Why deep learning dominates modern AI:
- Learns features automatically from raw data (no manual feature engineering)
- Scales with more data and compute in ways shallow ML cannot
- Enabled by GPUs (GPU parallelism makes training feasible) and large datasets
Key deep learning architectures
| Architecture | Full name | Primary use |
|---|---|---|
| CNN | Convolutional Neural Network | Image recognition, video, spatial data |
| RNN/LSTM | Recurrent NN / Long Short-Term Memory | Sequences (older approach, largely replaced) |
| Transformer | — | Language models, vision, multimodal (current dominant paradigm) |
| GAN | Generative Adversarial Network | Image synthesis, data augmentation |
| Diffusion Model | — | Image/video generation (Stable Diffusion, DALL-E) |
The Transformer architecture
The current foundation of virtually all large language models (GPT, LLaMA, Gemini) and many vision models (ViT). Key innovation: the attention mechanism — allows every token to attend to every other token in the sequence, capturing long-range dependencies.

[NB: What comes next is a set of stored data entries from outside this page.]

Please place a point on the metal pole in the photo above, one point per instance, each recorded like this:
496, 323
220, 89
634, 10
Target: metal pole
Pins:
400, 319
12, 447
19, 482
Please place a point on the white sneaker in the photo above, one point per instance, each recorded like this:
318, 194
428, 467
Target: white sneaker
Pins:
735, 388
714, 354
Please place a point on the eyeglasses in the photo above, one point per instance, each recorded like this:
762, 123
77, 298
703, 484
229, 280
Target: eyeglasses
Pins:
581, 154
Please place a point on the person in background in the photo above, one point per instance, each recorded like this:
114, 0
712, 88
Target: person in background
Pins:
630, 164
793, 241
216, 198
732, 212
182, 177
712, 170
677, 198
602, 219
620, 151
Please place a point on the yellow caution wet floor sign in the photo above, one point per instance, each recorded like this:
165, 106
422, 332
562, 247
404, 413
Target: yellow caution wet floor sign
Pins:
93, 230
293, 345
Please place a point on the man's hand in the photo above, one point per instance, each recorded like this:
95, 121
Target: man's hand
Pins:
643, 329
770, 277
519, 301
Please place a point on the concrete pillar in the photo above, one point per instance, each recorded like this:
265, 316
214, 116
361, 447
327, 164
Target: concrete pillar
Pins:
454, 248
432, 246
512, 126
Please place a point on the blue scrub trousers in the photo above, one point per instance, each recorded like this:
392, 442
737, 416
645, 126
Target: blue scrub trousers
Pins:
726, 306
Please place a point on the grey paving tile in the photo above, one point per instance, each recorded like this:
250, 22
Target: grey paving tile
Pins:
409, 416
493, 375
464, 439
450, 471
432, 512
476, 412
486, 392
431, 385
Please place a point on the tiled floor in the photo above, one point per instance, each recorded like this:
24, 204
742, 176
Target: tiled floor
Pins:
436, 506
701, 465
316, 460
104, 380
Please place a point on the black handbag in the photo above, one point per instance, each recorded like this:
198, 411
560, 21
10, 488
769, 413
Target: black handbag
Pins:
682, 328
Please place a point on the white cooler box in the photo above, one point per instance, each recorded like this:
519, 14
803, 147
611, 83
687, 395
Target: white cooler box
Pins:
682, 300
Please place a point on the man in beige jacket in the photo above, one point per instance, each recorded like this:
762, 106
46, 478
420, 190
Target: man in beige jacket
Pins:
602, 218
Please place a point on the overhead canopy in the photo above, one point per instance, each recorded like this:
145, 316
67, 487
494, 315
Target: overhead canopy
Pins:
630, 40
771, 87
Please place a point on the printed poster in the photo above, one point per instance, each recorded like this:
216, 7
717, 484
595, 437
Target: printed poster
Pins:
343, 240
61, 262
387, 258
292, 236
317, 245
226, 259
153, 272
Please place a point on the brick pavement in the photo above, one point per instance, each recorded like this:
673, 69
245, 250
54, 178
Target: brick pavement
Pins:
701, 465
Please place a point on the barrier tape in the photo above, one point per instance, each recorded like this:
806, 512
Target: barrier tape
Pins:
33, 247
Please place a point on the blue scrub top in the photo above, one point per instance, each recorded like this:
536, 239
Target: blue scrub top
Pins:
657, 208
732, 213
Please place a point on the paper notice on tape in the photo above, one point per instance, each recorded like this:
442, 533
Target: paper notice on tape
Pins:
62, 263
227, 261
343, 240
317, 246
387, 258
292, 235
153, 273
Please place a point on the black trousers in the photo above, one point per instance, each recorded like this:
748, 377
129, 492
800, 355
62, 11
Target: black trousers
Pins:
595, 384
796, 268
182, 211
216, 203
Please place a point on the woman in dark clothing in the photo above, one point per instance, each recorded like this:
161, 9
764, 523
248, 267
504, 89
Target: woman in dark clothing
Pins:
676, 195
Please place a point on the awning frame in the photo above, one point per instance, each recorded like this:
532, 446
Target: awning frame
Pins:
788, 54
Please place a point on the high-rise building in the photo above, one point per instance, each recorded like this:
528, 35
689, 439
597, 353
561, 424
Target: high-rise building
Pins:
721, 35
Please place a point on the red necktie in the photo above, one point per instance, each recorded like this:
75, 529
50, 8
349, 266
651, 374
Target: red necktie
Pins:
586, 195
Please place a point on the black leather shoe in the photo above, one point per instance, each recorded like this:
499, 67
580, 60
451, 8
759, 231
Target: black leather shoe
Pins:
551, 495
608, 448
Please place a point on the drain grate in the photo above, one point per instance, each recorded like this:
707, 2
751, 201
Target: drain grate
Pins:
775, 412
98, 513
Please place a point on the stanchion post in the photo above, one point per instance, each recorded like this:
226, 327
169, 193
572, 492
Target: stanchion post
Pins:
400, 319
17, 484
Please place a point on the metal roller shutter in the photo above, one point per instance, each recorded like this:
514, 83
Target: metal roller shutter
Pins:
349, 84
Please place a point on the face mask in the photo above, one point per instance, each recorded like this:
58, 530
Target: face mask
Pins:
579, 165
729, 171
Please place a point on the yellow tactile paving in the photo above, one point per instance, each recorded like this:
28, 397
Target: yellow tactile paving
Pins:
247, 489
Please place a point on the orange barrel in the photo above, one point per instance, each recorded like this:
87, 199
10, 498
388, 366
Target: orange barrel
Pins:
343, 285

Why Transformers need GPUs: The attention mechanism is an O(n²) matrix operation over sequence length n. For context windows of 128K tokens, this generates enormous matrix multiplications perfectly suited to GPU Tensor Cores.
Summary table
| AI | ML | DL | |
|---|---|---|---|
| Requires learning from data | No | Yes | Yes |
| Requires neural networks | No | No | Yes |
| Requires GPUs | No | Sometimes | Yes (at scale) |
| Feature engineering | Manual | Manual/Auto | Automatic |
| Example | Expert system | Random forest | GPT-4, ResNet |
Self-check questions
- Is a rule-based chatbot that uses if/else logic an example of AI, ML, or DL?
- What makes deep learning “deep”?
- Which neural network architecture currently dominates large language models?
- What type of ML does reinforcement learning fall under?
- Why did deep learning become practical only around 2012?
Answers
1. AI only — it follows explicit rules without learning from data.2. The number of layers (depth) between input and output. More layers enable learning increasingly abstract representations of data.
3. The Transformer architecture (with self-attention mechanism).
4. It is its own paradigm — separate from supervised and unsupervised learning. The agent learns through trial and error using reward signals from an environment.
5. Two factors converged: (1) GPUs became programmable for general compute (CUDA, 2007), making training feasible; (2) large labeled datasets became available (ImageNet, 2009). AlexNet (2012) demonstrated this combination conclusively.